"Daniel E. White" wrote:
>
> At 8:45 PM +0200 9/14/99, Christian Mack wrote:
> >"Claudia M. Castaneda" wrote:
> >>
> >> Is it possible to have the DB save the date as YYYYMMDD and the time as
> >> HHMMSS using the date and time types respectively and not return a
> >> formated string, i.e "YYYY-MM-DD" or "HH-MM-SS" ?
> >>
> >> ---
> >> Claudia M. Castaneda
> >
> >Hi Claudia
> >
> >Thats easy :)
> >CREATE TABLE time_table (date_field DATE, time_field TIME, datetime_field
> DATETIME);
> >INSERT INTO time_table VALUES( NOW(), NOW(), NOW() );
> >SELECT date_field + 0, time_field + 0, datetime_field + 0 FROM time_table;
> >
>
> That is doing it a bit sideways, my friend.
> You want to avoid using the NOW() function to fill a TIME data-type.
> I found you need to use CURTIME() or CURRENT_TIME to get TIME_FORMAT to behave.
> Also, there are the DATE_FORMAT and TIME_FORMAT functions that allow for more
> flexibility.
>
> Observe:
> -------------------------
>
> mysql> CREATE TABLE time_table (date_field DATE, time_field TIME, datetime_field
> DATETIME );
> Query OK, 0 rows affected (0.20 sec)
>
> mysql> INSERT INTO time_table VALUES
> -> ( NOW(), CURTIME(), NOW()) ,
> -> ( NOW(), NOW(), NOW() );
> Query OK, 2 rows affected (0.03 sec)
> Records: 2 Duplicates: 0 Warnings: 0
>
> mysql> select * from time_table ;
> +------------+------------+---------------------+
> | date_field | time_field | datetime_field |
> +------------+------------+---------------------+
> | 1999-09-14 | 20:49:01 | 1999-09-14 20:49:01 |
> | 1999-09-14 | 356:49:01 | 1999-09-14 20:49:01 |
> +------------+------------+---------------------+
> 2 rows in set (0.01 sec)
< ... >
> Gee.
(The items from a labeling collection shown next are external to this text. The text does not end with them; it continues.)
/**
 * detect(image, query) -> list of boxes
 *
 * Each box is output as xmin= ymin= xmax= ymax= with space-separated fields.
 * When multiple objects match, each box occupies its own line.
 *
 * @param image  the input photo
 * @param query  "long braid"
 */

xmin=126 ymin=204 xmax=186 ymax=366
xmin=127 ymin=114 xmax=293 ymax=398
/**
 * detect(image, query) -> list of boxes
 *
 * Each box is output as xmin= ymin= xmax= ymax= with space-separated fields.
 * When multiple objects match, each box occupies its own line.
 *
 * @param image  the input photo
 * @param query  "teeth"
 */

The things we learn when we experiment a bit.
>
> Hope I have been helpful.
>
> Anyone know what that 356 is ? It sure is NOT Julian day.
>
> I suspect that NOW() just should not be used for TIME datatype as it generates a full
> date-time value.
> --
> Dan White
Hi Dan
You are absolutely right.
I just wanted to create some simple values.
The 365 are houres!
The TIME field has a valid range from '-838:59:59' to '838:59:59' and it correctly uses
14 as days.
So it calculates 14 days + 20 h 49min 01 sec = 356 h 49 min 01 sec.
Months and years are skipped, because out of the valid TIME range.